Fenofibrate oral absorption from SNEDDS and super-SNEDDS is not significantly affected by lipase inhibition in rats

The effect of drug load and digestion on the solubilization and absorption of fenofibrate in self-nanoemulsifying drug delivery system (SNEDDS) was assessed in a pharmacokinetic study in rats and in an in vitro lipolysis model. SNEDDS containing fenofibrate at 75% of equilibrium solubility (S-eq), a super-saturated SNEDDS (super-SNEDDS) containing fenofibrate at 150% of S-eq and a super-SNEDDS suspension containing fenofibrate at 100% of S-eq and an additional 50% S-eq fenofibrate suspended (150% of S-eq in total) were used. To assess the effect of lipid digestion on fenofibrate absorption in rats and fenofibrate solubilization during in vitro lipolysis, the lipase inhibitor orlistat was added at 1% (w/w) to the SNEDDS, resulting in six different SNEDDS: SNEDDS, super-SNEDDS and super-SNEDDS suspension with and without orlistat 1% (w/w).
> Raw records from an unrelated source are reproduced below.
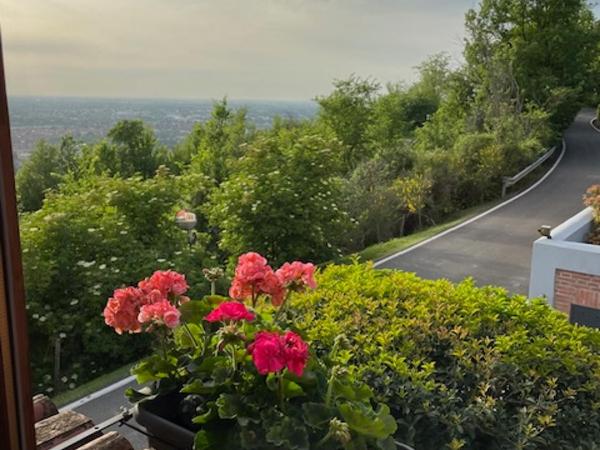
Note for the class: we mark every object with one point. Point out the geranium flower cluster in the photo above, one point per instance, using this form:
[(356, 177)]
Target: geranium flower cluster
[(272, 352), (254, 277), (153, 302)]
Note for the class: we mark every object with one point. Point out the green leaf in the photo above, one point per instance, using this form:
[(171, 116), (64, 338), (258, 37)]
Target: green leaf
[(288, 434), (387, 444), (154, 368), (202, 441), (292, 389), (198, 386), (136, 395), (350, 390), (229, 406), (206, 417), (190, 336), (362, 419), (194, 311), (357, 443), (317, 414)]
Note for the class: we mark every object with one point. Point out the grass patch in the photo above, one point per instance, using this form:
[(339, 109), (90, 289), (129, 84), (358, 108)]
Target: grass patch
[(96, 384)]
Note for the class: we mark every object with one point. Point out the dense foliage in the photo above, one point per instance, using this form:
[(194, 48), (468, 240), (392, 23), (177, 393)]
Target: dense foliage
[(235, 376), (375, 163), (93, 235), (461, 366)]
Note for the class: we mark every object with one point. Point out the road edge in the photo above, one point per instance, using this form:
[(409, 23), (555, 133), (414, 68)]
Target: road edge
[(100, 393), (125, 381), (479, 216)]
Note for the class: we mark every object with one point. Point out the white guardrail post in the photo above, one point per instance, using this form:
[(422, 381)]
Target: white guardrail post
[(509, 181)]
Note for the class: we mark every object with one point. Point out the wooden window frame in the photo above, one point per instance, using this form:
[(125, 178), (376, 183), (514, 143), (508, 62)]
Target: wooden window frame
[(16, 408)]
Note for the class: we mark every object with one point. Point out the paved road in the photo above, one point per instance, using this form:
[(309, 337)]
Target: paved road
[(109, 405), (496, 249)]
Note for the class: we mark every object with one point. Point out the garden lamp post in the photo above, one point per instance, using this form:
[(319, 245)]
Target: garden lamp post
[(186, 220)]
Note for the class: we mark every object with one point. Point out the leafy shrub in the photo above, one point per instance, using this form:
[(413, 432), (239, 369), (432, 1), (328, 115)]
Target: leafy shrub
[(591, 198), (88, 238), (44, 170), (283, 199), (246, 382), (461, 366)]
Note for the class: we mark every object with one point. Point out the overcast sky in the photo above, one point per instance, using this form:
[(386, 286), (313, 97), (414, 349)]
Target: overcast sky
[(262, 49)]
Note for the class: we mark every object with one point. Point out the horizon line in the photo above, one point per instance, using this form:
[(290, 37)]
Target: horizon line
[(183, 99)]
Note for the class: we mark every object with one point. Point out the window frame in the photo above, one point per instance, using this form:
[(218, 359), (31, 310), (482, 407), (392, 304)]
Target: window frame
[(16, 406)]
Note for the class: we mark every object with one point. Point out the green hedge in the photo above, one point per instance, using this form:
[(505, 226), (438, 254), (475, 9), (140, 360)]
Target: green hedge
[(461, 366)]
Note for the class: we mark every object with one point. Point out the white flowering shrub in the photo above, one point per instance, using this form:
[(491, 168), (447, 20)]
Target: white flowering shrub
[(88, 238)]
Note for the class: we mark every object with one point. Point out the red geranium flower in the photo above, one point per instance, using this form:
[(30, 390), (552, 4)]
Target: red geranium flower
[(122, 309), (228, 311), (267, 352), (272, 352), (296, 353)]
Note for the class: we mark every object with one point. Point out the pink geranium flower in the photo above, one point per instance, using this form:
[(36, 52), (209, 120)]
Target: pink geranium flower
[(296, 353), (161, 312), (122, 309), (297, 275), (267, 352), (230, 311), (253, 276), (165, 282)]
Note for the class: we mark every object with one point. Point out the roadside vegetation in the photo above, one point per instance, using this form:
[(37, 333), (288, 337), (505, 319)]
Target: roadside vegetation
[(377, 162), (460, 367)]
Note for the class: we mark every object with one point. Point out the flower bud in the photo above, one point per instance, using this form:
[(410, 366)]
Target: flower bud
[(339, 431)]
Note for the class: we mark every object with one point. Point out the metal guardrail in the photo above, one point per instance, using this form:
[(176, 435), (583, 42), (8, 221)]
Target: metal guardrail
[(510, 181)]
In vivo, super-SNEDDS had a higher C-max and AUC(0-30h) compared to SNEDDS and super-SNEDDS suspension, both with and without orlistat. While orlistat did not affect fenofibrate absorption in SNEDDS and super-SNEDDS, an increase of T-max and AUC(0-30h) for super-SNEDDS suspension was found when orlistat was present. During in vitro lipolysis, the addition of orlistat decreased digestion and lowered drug precipitation. Super-SNEDDS showed significantly increased absorption in rats compared to SNEDDS and super-SNEDDS suspension and the inhibition of digestion resulted in prolonged and increased absorption for the super-SNEDDS suspension.